The car networking system utilizes advanced sensing technology, network technology, computing technology, control technology and intelligent technology to comprehensively sense roads and traffic, realizes interaction of large-range and large-capacity data among a plurality of systems, controls all traffic of each car, controls all traffic of each road in a time-space mode, and provides networks and applications mainly for traffic efficiency and traffic safety.
The collection and processing of driving behavior data in the internet of vehicles system are important for the accuracy of the system, a risk judgment technology for establishing a driving behavior scoring model by collecting and cleaning data is provided at present, the risk of a driver is evaluated by scoring, the higher the score is, the better the driving behavior is, and otherwise, the worse the driving behavior is.

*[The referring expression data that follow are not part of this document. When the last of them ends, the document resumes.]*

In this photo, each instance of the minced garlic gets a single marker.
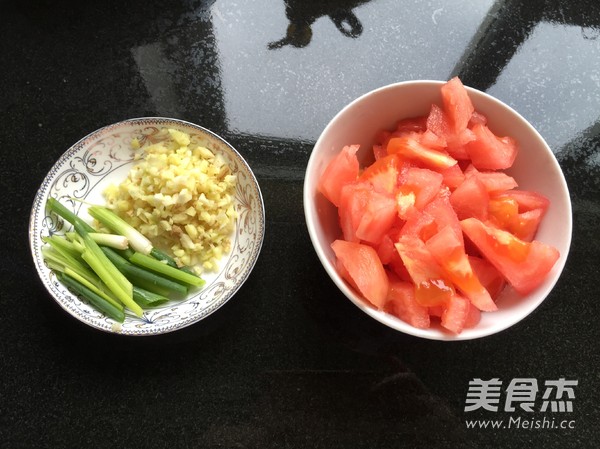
(181, 196)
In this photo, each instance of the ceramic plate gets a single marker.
(104, 157)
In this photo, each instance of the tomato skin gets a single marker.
(527, 200)
(523, 264)
(455, 314)
(365, 214)
(402, 303)
(384, 173)
(488, 151)
(431, 287)
(473, 317)
(457, 104)
(452, 176)
(343, 169)
(470, 199)
(450, 255)
(489, 277)
(365, 269)
(411, 148)
(424, 183)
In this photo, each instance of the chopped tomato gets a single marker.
(432, 288)
(413, 124)
(494, 181)
(423, 183)
(365, 214)
(455, 314)
(489, 277)
(477, 118)
(470, 199)
(527, 200)
(433, 141)
(457, 104)
(365, 269)
(438, 122)
(411, 148)
(449, 253)
(452, 176)
(523, 264)
(437, 214)
(489, 151)
(434, 179)
(384, 173)
(379, 151)
(401, 300)
(473, 317)
(342, 169)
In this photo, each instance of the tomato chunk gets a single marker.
(342, 169)
(450, 254)
(457, 104)
(470, 199)
(401, 300)
(489, 151)
(432, 288)
(523, 264)
(411, 148)
(384, 173)
(365, 269)
(365, 214)
(489, 277)
(455, 314)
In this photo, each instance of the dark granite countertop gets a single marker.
(289, 362)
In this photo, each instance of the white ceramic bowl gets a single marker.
(105, 156)
(535, 168)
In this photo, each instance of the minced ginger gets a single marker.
(181, 196)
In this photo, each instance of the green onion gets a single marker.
(60, 210)
(148, 280)
(93, 287)
(166, 270)
(116, 224)
(62, 244)
(147, 299)
(113, 278)
(62, 259)
(95, 300)
(110, 240)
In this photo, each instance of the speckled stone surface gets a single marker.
(289, 362)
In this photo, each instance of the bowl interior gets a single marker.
(105, 156)
(535, 168)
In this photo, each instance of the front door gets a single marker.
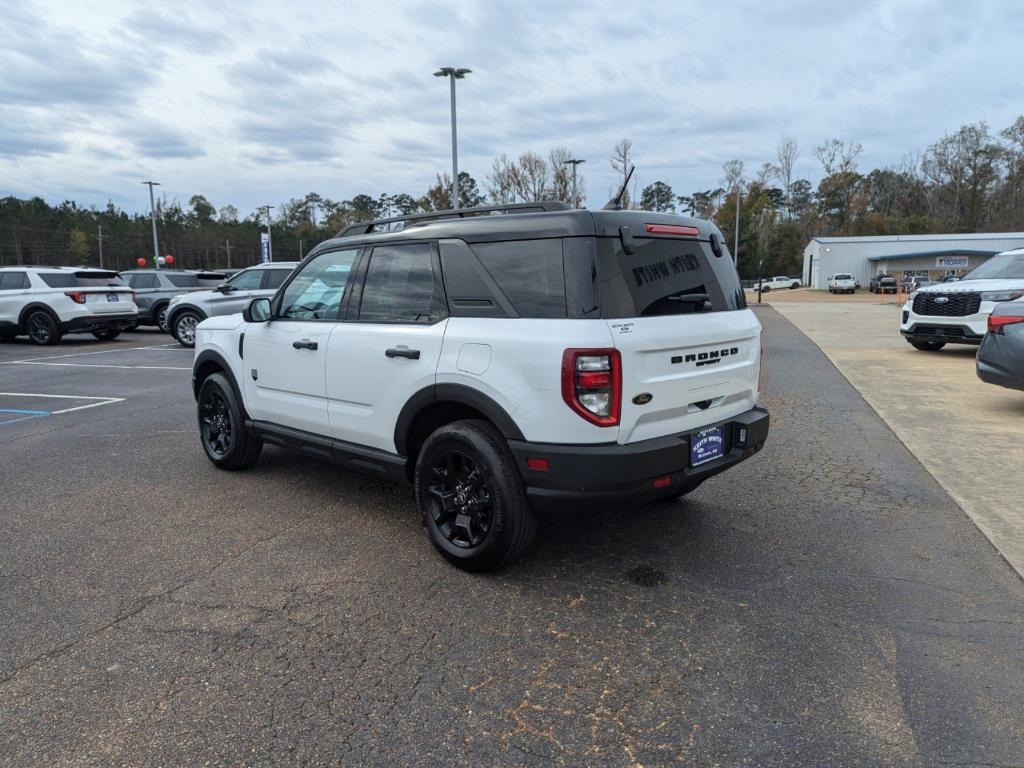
(389, 348)
(285, 358)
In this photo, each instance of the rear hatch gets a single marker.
(689, 346)
(104, 292)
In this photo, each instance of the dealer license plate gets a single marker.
(707, 445)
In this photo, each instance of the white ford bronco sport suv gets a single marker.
(45, 303)
(503, 364)
(957, 312)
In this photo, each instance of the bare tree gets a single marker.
(838, 157)
(622, 161)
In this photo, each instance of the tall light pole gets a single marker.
(573, 162)
(454, 74)
(269, 245)
(735, 238)
(153, 217)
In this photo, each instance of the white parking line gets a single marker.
(100, 365)
(98, 400)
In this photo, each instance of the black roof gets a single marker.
(561, 223)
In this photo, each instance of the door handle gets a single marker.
(413, 354)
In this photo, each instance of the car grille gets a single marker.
(946, 304)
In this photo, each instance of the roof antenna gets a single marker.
(615, 204)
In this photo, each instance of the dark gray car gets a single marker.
(155, 289)
(1000, 357)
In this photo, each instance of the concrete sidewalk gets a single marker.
(970, 435)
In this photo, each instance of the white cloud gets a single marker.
(256, 101)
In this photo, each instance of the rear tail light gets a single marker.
(685, 231)
(592, 384)
(997, 323)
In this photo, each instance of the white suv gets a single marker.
(503, 364)
(45, 303)
(776, 283)
(957, 312)
(186, 310)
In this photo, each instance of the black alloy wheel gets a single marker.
(461, 501)
(215, 421)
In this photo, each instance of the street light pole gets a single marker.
(573, 162)
(269, 243)
(454, 74)
(153, 217)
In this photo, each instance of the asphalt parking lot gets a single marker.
(825, 603)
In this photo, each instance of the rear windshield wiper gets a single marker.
(690, 297)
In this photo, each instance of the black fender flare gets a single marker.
(29, 309)
(453, 393)
(210, 355)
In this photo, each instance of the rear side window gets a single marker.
(400, 286)
(13, 281)
(182, 281)
(274, 279)
(529, 272)
(58, 280)
(665, 275)
(140, 282)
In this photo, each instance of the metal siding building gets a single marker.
(863, 257)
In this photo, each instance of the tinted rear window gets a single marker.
(665, 276)
(182, 281)
(529, 272)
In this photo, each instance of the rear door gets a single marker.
(690, 349)
(285, 359)
(389, 347)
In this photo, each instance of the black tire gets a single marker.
(471, 497)
(42, 329)
(160, 316)
(221, 426)
(184, 328)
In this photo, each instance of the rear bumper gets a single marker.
(1000, 361)
(88, 323)
(612, 473)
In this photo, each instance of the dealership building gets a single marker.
(902, 255)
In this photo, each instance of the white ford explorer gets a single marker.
(502, 364)
(957, 312)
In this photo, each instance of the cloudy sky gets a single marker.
(250, 102)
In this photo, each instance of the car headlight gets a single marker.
(1001, 295)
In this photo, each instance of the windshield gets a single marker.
(1001, 266)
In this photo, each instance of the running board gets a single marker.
(347, 455)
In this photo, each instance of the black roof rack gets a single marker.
(365, 227)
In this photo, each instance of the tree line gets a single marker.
(971, 179)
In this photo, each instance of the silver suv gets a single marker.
(187, 310)
(155, 289)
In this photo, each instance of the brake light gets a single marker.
(592, 384)
(685, 231)
(997, 323)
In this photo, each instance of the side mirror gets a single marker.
(257, 311)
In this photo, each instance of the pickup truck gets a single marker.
(842, 283)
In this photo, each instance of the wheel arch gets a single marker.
(28, 309)
(442, 403)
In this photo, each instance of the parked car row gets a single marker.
(47, 302)
(985, 307)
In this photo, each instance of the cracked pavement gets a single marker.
(825, 603)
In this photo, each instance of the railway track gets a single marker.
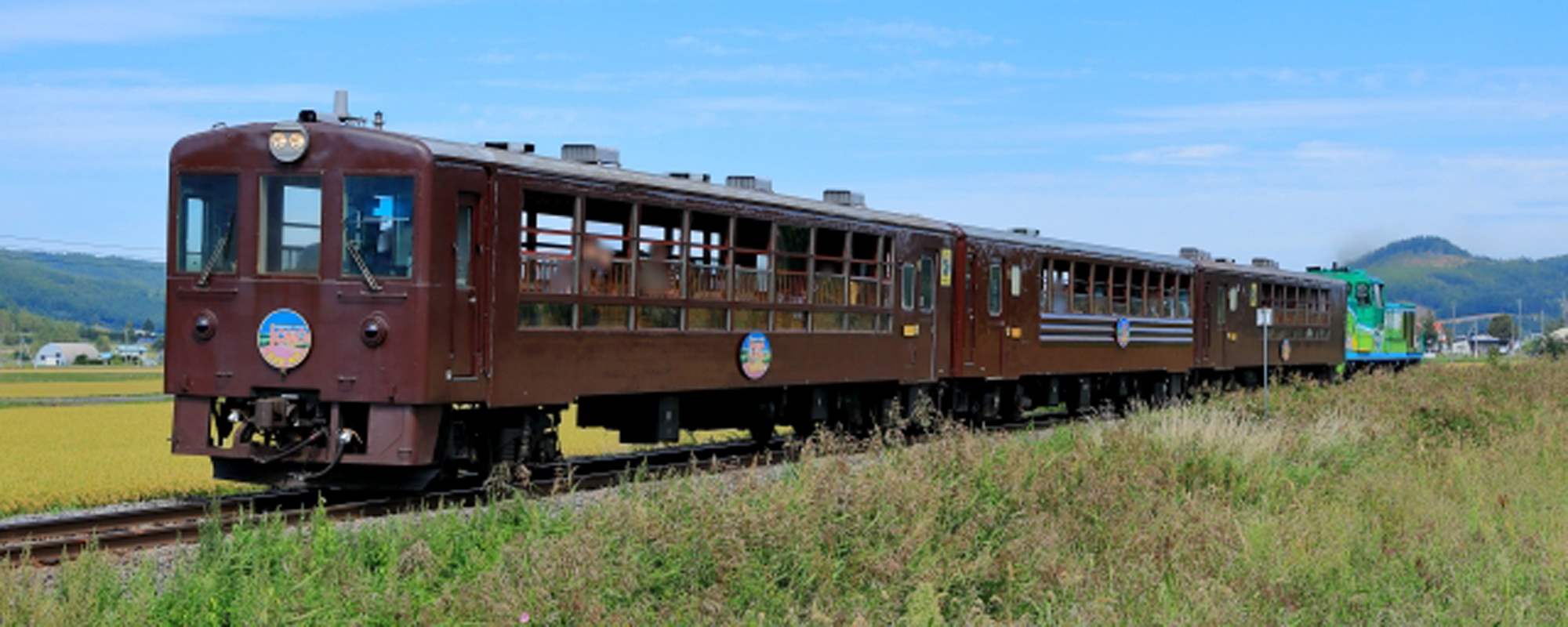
(51, 542)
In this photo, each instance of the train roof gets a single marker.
(1111, 253)
(484, 154)
(474, 153)
(1258, 270)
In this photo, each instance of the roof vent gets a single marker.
(844, 198)
(749, 183)
(598, 156)
(512, 147)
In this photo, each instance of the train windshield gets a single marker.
(379, 225)
(205, 241)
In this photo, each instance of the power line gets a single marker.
(43, 241)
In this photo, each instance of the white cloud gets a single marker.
(1178, 156)
(107, 23)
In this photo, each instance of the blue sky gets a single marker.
(1254, 129)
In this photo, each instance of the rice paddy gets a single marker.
(89, 454)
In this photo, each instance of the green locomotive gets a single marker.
(1377, 333)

The dimensions generally participating in evaluation mainly include driving mileage, driving duration, average speed, maximum speed, rapid acceleration times, rapid deceleration times, rapid turning times, night driving times, fatigue driving times and the like, and the data dimensions are used for scoring through respective driving behavior models.
The existing scoring method and the existing scoring technology can only score and judge the risk of the driving behavior after a single trip is finished, cannot dynamically score, cannot timely carry out risk early warning on accidents possibly occurring in the current trip, and have hysteresis for judging the accident risk.
Disclosure of Invention
The invention aims to provide a driving behavior risk prediction method and a driving behavior risk prediction system, which can dynamically and timely judge risks and ensure the real-time performance of risk evaluation and early warning.

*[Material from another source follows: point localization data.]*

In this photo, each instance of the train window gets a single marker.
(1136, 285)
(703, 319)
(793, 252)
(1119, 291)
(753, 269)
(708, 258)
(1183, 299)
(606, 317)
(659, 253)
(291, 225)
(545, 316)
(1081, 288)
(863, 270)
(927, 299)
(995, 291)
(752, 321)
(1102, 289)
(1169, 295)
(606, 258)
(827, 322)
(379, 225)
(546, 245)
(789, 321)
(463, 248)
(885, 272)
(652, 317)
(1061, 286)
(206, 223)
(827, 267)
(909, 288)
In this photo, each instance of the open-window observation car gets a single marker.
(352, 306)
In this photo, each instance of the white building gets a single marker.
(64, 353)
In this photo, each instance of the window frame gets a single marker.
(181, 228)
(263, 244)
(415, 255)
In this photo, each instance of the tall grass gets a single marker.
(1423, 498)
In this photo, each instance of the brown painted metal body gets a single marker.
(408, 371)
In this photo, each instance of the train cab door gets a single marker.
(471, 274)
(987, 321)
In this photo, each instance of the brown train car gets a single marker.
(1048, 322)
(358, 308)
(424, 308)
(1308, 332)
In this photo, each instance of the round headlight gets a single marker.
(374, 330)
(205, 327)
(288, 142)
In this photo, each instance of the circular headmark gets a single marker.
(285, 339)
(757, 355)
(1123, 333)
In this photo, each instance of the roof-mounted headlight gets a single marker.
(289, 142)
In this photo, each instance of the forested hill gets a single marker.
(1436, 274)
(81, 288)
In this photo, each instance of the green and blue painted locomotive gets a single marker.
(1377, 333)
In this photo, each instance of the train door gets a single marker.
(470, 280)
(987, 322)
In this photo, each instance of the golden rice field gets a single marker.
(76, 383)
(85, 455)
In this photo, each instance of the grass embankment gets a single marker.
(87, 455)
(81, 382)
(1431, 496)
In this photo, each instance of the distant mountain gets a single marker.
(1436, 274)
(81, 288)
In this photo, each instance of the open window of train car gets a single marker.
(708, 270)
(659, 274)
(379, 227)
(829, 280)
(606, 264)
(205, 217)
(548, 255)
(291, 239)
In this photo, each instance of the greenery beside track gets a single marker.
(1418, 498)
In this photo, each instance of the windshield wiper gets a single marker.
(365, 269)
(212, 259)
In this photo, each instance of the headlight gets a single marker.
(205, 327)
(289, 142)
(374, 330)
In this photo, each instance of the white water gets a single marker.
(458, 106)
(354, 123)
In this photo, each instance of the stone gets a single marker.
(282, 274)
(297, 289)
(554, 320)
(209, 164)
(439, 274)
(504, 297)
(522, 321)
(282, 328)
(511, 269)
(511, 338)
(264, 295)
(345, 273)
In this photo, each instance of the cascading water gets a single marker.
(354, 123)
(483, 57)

In order to achieve the purpose, the invention provides the following scheme:
a driving behavior risk prediction method, comprising:
acquiring historical travel data; the trip data includes: driving behavior data, vehicle self data, vehicle claim data, road condition data and weather data; the driving behavior data includes: equipment identification, instantaneous speed, average speed, lateral acceleration, longitudinal acceleration, driving mileage, driving time, mileage segment number, sudden acceleration times/occurrence time, sudden braking times/occurrence time and sudden turning times/occurrence time; the vehicle own data includes: license plate number information, frame number, age of vehicle, gender of driver, age of driver, driving age of driver, and vehicle value; the vehicle claims data includes: historical insurance making times, historical insurance making amount, violation times, violation types, insurance making times in the last year, insurance making amount in the last year and whether insurance is not made for 3 years;
performing data cleaning on the historical stroke data;
label definition is carried out on the cleaned travel data to obtain label parameters; the label parameters are driving behavior parameters, vehicle parameters, claim settlement parameters, map parameters and weather parameters, and the data take the license plate number as a unique identifier;
determining a trained risk prediction model by adopting a Fibonacci algorithm according to the label parameters; the risk prediction model takes the label parameters as input and takes risk scores as output;
acquiring current travel data;
and determining current label parameters according to the current travel data, and then predicting the risk by using the trained risk prediction model.
Optionally, the obtaining historical travel data specifically includes:
collecting the driving behavior data by using a vehicle networking hardware terminal; the car networking hardware terminal includes: the system comprises a vehicle-mounted computer, a mobile phone end, a vehicle-mounted T-BOX and a vehicle-mounted automatic diagnosis system OBD;
acquiring data of the vehicle and the vehicle claim settlement data according to the frame number and the license plate number information;
and acquiring map data and weather data by using a map or a web crawler.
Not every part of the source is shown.